Symposium
Gallipoli: History, Art & Literature
 

 

 

Andrew Yip

 

Framing the Enemy: Turkish paintings of Gallipoli as cross-cultural exchange

 

Since 1915 Australian and Turkish cultural relations have been underscored by the events of the Gallipoli campaign, in which the two nations met for the first time on the world stage as enemies. For both nations, the imaging of the other has been an integral component of the definition of self identity. However, little critical attention has been paid to artistic visualisations of the Gallipoli campaign and the role of visual culture in composing these national mythologies. In particular, in Australian historical studies, no attempt has been made to study the mobilisation of Gallipoli in Turkish visual culture as a symbol of cross-cultural communication.

 

This paper examines Turkish paintings of Gallipoli and how the campaign is used in visual culture as a tool for cross-cultural exchange. In modern Turkish historical discourse, Gallipoli is symbolically seen as the proving ground of Mustafa Kemal Atatürk, founder of modern Turkey, and a prolepsis for the establishment of the new republic.

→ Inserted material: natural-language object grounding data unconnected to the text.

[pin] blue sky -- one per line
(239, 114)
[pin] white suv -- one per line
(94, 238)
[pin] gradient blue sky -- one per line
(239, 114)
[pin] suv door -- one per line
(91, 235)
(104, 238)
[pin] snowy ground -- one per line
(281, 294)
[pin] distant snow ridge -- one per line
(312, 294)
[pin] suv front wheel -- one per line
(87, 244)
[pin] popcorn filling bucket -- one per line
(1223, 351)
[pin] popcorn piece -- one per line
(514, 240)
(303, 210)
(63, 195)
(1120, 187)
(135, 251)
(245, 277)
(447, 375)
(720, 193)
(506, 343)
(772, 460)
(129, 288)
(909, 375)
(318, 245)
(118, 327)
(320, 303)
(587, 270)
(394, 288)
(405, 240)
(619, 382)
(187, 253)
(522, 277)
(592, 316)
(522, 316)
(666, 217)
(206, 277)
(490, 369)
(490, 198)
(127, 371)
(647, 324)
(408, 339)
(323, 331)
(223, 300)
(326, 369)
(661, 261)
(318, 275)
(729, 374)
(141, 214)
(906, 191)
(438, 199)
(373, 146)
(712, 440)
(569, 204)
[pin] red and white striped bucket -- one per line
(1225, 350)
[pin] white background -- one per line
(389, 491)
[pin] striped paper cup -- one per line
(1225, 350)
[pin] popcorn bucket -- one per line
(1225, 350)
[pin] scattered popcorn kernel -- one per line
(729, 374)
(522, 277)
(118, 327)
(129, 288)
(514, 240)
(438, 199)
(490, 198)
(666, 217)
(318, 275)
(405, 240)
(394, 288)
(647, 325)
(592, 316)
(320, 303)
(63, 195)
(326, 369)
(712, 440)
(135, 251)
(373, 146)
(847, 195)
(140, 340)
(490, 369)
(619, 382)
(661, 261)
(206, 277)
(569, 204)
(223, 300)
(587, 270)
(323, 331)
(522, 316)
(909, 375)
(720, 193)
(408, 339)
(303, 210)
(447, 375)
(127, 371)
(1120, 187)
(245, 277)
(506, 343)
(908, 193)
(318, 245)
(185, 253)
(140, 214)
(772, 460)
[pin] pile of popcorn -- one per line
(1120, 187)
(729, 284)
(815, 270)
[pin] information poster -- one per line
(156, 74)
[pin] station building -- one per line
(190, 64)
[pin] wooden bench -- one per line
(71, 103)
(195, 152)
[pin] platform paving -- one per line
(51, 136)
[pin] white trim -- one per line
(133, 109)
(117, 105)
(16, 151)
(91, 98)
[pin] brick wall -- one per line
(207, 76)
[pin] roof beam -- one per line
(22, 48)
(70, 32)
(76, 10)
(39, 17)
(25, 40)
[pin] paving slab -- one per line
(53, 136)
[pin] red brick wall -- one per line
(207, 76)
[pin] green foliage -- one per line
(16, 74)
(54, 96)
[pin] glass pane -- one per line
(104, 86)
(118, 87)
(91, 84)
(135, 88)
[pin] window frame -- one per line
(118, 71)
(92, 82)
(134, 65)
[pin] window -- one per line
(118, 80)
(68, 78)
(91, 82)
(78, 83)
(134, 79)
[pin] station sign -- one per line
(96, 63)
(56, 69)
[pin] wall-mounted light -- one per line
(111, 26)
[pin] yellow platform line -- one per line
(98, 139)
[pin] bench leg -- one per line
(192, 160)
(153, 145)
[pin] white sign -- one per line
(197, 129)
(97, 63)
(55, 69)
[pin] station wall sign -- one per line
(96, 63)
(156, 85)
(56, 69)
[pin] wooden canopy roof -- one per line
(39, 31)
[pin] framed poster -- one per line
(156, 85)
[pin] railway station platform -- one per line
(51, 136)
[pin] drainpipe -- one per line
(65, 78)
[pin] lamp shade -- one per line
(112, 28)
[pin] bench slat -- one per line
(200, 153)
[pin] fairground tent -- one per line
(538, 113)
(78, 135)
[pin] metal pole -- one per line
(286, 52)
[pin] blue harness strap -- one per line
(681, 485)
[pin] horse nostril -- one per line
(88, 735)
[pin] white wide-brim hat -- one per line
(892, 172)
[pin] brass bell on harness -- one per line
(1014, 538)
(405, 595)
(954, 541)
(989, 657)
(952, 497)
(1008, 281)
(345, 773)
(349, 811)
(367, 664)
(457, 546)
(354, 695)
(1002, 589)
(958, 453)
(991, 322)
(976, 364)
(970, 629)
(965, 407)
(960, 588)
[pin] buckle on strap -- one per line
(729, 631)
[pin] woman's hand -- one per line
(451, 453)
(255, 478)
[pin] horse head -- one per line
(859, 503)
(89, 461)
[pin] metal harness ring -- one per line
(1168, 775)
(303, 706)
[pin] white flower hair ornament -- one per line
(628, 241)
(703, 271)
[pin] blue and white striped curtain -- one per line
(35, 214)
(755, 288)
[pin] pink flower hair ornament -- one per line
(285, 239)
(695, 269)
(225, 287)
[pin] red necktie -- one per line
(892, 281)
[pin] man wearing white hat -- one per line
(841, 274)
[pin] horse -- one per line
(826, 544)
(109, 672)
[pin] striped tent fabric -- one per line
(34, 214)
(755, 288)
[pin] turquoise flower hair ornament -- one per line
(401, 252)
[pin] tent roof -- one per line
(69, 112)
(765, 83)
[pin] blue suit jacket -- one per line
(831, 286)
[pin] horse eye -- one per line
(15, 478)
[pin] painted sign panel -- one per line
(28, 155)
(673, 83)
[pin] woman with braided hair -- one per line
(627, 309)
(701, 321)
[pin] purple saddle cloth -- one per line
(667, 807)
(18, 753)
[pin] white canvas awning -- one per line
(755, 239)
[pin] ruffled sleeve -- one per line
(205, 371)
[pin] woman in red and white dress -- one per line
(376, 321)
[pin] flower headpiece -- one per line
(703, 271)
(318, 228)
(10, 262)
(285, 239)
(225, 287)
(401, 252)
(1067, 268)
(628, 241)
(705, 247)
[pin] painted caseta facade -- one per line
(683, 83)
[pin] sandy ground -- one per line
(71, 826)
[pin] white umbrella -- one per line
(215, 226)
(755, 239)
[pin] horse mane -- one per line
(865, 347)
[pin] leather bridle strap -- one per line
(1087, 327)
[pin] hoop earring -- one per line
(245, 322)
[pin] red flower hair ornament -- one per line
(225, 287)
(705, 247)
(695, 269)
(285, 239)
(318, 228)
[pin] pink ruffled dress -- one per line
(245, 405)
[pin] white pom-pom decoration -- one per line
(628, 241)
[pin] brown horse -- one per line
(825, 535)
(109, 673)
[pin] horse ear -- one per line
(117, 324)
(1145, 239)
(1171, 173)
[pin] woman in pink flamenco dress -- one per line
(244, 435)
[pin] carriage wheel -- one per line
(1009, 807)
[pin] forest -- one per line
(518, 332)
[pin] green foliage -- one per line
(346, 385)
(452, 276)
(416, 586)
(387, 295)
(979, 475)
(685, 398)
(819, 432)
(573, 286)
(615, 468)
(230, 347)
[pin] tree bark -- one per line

However this view reductively ignores the myriad complex social and political forces at play within the late Ottoman state that was forced to balance the need to modernise against the need to preserve cultural autonomy.

 

With a particular focus on an exhibition of Turkish paintings shown in Vienna in 1918, this paper illustrates how Gallipoli was initially mobilised in the Ottoman era as a tactic to speak back against western imperialist clichés that were the staple of the Orientalist discourse. It argues for a more nuanced reconsideration of the emergence of a modern Turkish identity in the late Ottoman era and aims to show how Gallipoli was mythologised by Turkish Modernists as a site at which the Turks were able to both compete with modern Western cultures, yet simultaneously maintain a sense of spiritual sovereignty.

 

 

 

Andrew Yip - Biography

 

Andrew Yip completed his Bachelor of Arts degree at the University of Sydney, graduating with first class honours in Art History and Theory in 2004. His PhD thesis, entitled A Portrait of a Nation as a Young Man: Australian and Turkish Images of Gallipoli, currently being completed at the department of Art History and Theory, University of Sydney, will be the first cross-cultural comparison of the visual culture of the Gallipoli campaign and its influence on Australian and Turkish cultural mythologies. In 2006, Andrew was a recipient of the inaugural Australian Government Endeavour Award (Turkey) and spent a year in Istanbul researching Turkish soldier artists, studying at Boğaziçi University. In 2007 he assisted with the organisation of Immigrants as Citizens, a conference focusing on issues of Turkish culture and migration. In 2007 he also curated an exhibition of Australian-Turkish artists entitled Anatolian Dreams.